Le 14 mars 1986, un second hommage lui a été rendu. L'Humanité a envoyé la sonde Giotto qui accomplit l'exploit de se rapprocher de la comète Halley (jusqu'à 2800 km, une distance d'un cheveu au vu des distances de l'espace). La sonde a largué un petit module qui se posa sur la comète.
Voilà encore une fois un incroyable exploit de la science qui confirme et glorifie les grands de cette époque. La comète Halley sera à jamais la star, je ne serai plus là en 2062 pour admirer son fabuleux spectacle céleste.
Sur la route des trois mages, un GPS
Une histoire des plus connues, celle des trois mages qui aurait été guidés par une comète vers Bethléem pour rendre hommage au nouveau-né, le petit Jésus, fils de Marie et de Joseph, le messie attendu.
Pendant très longtemps la mémoire populaire a retenu qu'il s'agissait de la comète Halley. Or nous savons maintenant, avec une grande précision, qu'elle était passé 12 ans avant la naissance supposée (car la date fut l'objet de débats constants), pour son passage aller et 67 ans après, lors du retour.
En fait le mythe s'était largement propagé avec le tableau du peintre Giotto (d'où le nom de la sonde spatiale) qui représenta la scène de la nativité en l'illustrant avec la comète Halley. L'explication est très simple, le peintre fut marqué par son passage en 1301 et il n'avait aucune compétence historique ni scientifique pour l'identifier. La comète Halley n'est qu'une hypothèse tardive, par interprétation rétrospective puisqu'elle n'était pas encore étudiée par Edmond Halley.
La comète au-dessus des rois mages (Giotto)
La seconde hypothèse serait la conséquence d'une supernova, soit une explosion d'une étoile qui aurait été perçue à l''il nu pendant quelques mois. Mais il n'existe aucun relevé astronomique de l'époque qui puisse l'attester.
Une dernière hypothèse semble aujourd'hui courante, celle d'un rapprochement de deux astres dans le ciel, on appelle cela une conjonction des planètes. Elle est très lumineuse, comme le cas du rapprochement de Jupiter avec Vénus, si nous excluons le soleil et la lune qui ne posent aucun souci de questionnement. Un phénomène astronomique qui se produit une fois tous les 800 ans.
Pour le cas de la naissance du messie, l'hypothèse est étayée par les « tablettes » découvertes à Ankara en 1924 qui reproduisent des données du temps du roi Hérode en l'an 6 av. JC (avec une petite marge d'imprécision).
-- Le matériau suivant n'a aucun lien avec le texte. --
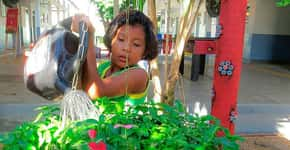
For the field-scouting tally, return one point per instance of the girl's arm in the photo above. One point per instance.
(131, 81)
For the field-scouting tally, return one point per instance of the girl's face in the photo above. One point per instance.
(131, 44)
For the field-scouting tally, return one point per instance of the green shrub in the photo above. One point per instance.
(147, 126)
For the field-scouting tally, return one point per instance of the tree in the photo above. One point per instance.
(283, 3)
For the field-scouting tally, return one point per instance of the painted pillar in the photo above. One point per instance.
(49, 14)
(228, 63)
(37, 18)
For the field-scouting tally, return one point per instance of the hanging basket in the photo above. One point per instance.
(10, 3)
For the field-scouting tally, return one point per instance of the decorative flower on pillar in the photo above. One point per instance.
(226, 68)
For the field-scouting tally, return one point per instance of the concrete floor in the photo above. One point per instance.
(263, 101)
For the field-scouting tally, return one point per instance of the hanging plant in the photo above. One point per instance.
(146, 126)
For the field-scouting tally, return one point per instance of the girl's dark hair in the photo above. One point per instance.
(135, 18)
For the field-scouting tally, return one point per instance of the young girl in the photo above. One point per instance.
(120, 78)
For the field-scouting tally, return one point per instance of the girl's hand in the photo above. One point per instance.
(77, 18)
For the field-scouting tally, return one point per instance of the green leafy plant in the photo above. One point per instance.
(283, 3)
(145, 126)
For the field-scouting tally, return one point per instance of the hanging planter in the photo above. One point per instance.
(146, 126)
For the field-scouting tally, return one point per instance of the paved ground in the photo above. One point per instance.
(263, 102)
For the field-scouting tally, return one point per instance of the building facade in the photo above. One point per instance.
(34, 16)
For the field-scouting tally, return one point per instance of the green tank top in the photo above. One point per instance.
(132, 99)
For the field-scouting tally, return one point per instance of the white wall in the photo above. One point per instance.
(270, 19)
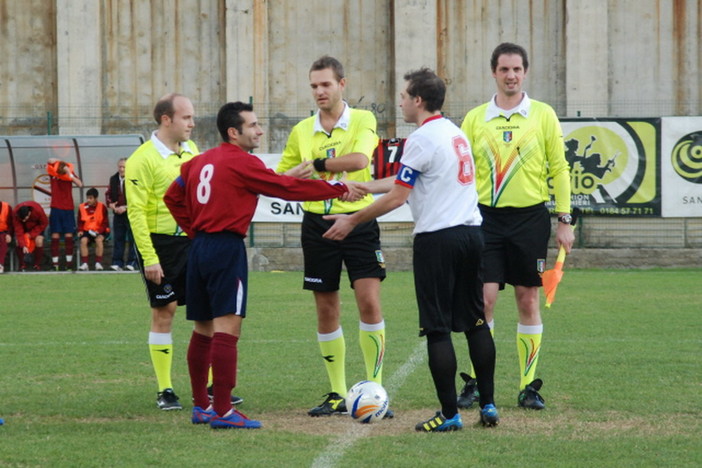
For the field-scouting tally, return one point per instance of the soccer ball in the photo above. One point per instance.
(367, 401)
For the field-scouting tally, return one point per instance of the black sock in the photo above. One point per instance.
(482, 355)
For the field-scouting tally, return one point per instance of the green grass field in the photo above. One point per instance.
(621, 361)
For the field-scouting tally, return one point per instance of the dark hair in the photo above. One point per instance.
(424, 83)
(24, 211)
(324, 62)
(229, 116)
(165, 106)
(508, 48)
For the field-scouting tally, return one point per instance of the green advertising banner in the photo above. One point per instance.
(615, 166)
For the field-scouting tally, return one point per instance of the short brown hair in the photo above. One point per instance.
(324, 62)
(508, 48)
(165, 106)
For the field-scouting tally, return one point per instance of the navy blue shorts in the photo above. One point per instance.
(516, 243)
(62, 221)
(217, 278)
(172, 254)
(359, 251)
(447, 280)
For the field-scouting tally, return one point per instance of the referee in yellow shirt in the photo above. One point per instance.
(335, 140)
(517, 144)
(162, 246)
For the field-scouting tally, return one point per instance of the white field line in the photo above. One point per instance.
(337, 447)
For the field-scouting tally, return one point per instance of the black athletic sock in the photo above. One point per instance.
(442, 364)
(482, 354)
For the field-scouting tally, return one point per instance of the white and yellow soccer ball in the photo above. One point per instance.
(367, 401)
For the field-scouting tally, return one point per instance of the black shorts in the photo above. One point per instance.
(359, 251)
(91, 238)
(516, 243)
(172, 253)
(447, 280)
(217, 276)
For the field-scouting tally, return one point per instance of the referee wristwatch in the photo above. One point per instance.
(565, 219)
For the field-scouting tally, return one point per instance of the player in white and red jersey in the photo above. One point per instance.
(437, 177)
(213, 200)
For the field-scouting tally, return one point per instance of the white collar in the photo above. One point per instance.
(164, 150)
(494, 111)
(342, 123)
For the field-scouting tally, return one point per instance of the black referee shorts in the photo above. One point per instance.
(359, 251)
(516, 243)
(172, 253)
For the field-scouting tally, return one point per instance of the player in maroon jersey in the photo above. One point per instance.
(213, 201)
(62, 219)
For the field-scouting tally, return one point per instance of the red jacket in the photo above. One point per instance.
(35, 224)
(93, 218)
(5, 217)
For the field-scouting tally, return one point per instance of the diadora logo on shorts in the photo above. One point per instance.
(380, 258)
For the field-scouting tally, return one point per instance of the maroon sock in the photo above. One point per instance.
(55, 247)
(199, 360)
(20, 256)
(224, 357)
(3, 249)
(69, 246)
(199, 367)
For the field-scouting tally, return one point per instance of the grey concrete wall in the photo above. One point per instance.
(99, 65)
(400, 258)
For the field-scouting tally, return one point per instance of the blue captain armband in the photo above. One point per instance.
(407, 176)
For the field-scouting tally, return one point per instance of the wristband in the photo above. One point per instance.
(320, 164)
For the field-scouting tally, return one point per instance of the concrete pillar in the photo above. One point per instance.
(415, 43)
(587, 55)
(79, 67)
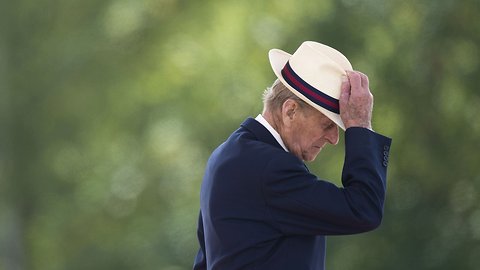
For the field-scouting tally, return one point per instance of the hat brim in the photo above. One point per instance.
(278, 59)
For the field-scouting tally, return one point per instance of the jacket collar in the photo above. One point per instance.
(260, 132)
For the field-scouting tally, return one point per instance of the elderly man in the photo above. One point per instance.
(260, 206)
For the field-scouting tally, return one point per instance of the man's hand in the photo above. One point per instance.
(356, 101)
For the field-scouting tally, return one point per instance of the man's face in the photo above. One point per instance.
(307, 133)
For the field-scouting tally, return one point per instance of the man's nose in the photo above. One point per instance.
(332, 135)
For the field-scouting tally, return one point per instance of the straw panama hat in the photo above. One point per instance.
(313, 73)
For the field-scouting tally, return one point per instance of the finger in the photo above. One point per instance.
(364, 79)
(344, 90)
(355, 81)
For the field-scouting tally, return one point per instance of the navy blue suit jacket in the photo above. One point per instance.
(260, 207)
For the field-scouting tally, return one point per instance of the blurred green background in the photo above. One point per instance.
(109, 110)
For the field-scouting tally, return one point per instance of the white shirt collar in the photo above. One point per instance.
(275, 134)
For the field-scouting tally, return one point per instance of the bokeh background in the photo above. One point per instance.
(109, 110)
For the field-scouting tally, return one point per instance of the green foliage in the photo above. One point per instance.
(109, 111)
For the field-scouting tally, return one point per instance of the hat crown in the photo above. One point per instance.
(313, 73)
(320, 66)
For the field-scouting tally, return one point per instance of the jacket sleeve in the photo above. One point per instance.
(299, 203)
(200, 262)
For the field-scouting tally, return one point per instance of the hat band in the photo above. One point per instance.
(310, 92)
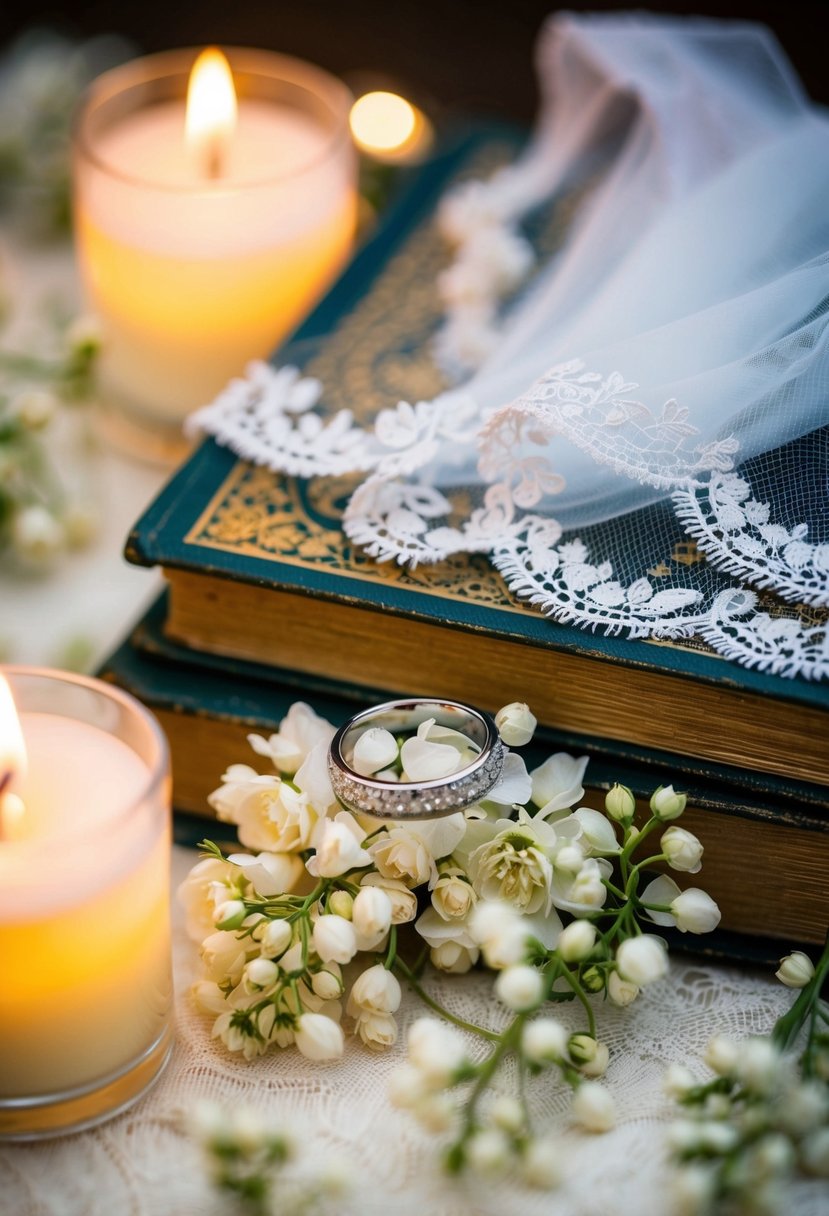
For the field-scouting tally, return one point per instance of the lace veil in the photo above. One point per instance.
(663, 377)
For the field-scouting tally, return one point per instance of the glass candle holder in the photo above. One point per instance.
(192, 275)
(86, 994)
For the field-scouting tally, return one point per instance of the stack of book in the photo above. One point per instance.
(269, 603)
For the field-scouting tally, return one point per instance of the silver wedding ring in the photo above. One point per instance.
(426, 799)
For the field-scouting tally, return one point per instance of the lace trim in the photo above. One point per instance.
(737, 534)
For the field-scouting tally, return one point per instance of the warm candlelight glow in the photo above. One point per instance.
(210, 116)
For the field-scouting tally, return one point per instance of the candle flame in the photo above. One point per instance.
(210, 116)
(385, 123)
(12, 763)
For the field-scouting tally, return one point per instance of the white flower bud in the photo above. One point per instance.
(260, 973)
(678, 1080)
(642, 960)
(507, 1114)
(545, 1041)
(541, 1166)
(327, 985)
(376, 990)
(592, 1107)
(340, 904)
(319, 1037)
(620, 804)
(334, 939)
(373, 750)
(815, 1153)
(576, 941)
(695, 911)
(230, 915)
(515, 724)
(520, 988)
(721, 1054)
(666, 804)
(435, 1050)
(682, 849)
(372, 912)
(621, 991)
(796, 969)
(489, 1152)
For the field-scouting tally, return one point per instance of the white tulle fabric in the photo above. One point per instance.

Nous avons déjà dit combien était l'imprécision historique de la date de cette naissance.
Je ne peux terminer ce paragraphe sans rappeler une autre évocation célèbre, celle la tapisserie de Bayeux, un grand témoignage de la bataille d'Hastings, en 1066. Une tapisserie de 70 mètres de longueur qui relate le triomphe de Gillaume le conquérant, duc de Normandie, sur l'armée anglaise, début de la dynastie des normands sur l'île britannique. Dans cette tapisserie de Bayeux, nous voyons le passage d'une comète, un clin d''il qu'elle nous fait si souvent dans les représentations picturales des humains.
Et dans bien d'autres œuvres, la comète apparait en témoin de l'époque, en illustration de fond. Revenons maintenant aux sources de toutes ces légendes, à notre madame Irma.
Les comètes et les croyances
Un évènement lumineux dans le ciel, une rapidité exceptionnelle et une périodicité (qu'ils ne croyaient cependant pas être de la même comète), quoi de plus étonnant que les êtres humains aient projeté leurs croyances comme pour tous les autres astres.
Aristote, le grand homme qui a tout faux lorsqu'il s'est aventuré dans l'astronomie, nous l'avions dit dans l'article précédent, a attribué aux comètes des raisons géologiques. Dans son ouvrage « Météorologiques », il estime que des gaz inflammables s'échappaient des fissures des roches de la terre. Mais cette fois-ci, il avait estimé avec précaution que ses connaissances limitées ne lui permettaient que d'émettre des hypothèses. Une des explications qui me plait beaucoup car elle s'élève au niveau d'une imagination débordante. Un peuple des îles de l'océan Indien pensait que les comètes sont des torches avec lesquelles s'équipaient les esprits pour voir les humains et surveiller qu'ils ne s'aventurent pas la nuit dehors car c'est leur domaine.
Mais pour les comètes c'est surtout la périodicité qui va construire les croyances humaines. Pourquoi '
Tout simplement parce que la furtivité du phénomène visible est forcément attachée à un évènement. Ainsi celui-ci va produire des prédictions positives ou inquiétantes pour les prochains passages. Inévitablement les êtres humains font donc le rapprochement avec l'évènement qui s'est produit lors de la visite précédente et vont croire à la répétition des mêmes conséquences. L'approche la plus répandue dans l'antiquité était d'attribuer aux comètes la venue de périodes de sécheresse par la chaleur qu'elles émettaient. Pline l'Ancien, le Romain (vers 23 av. JC) estime qu'il y a douze catégories de comètes et que chacune est la cause d'une catastrophe naturelle particulière.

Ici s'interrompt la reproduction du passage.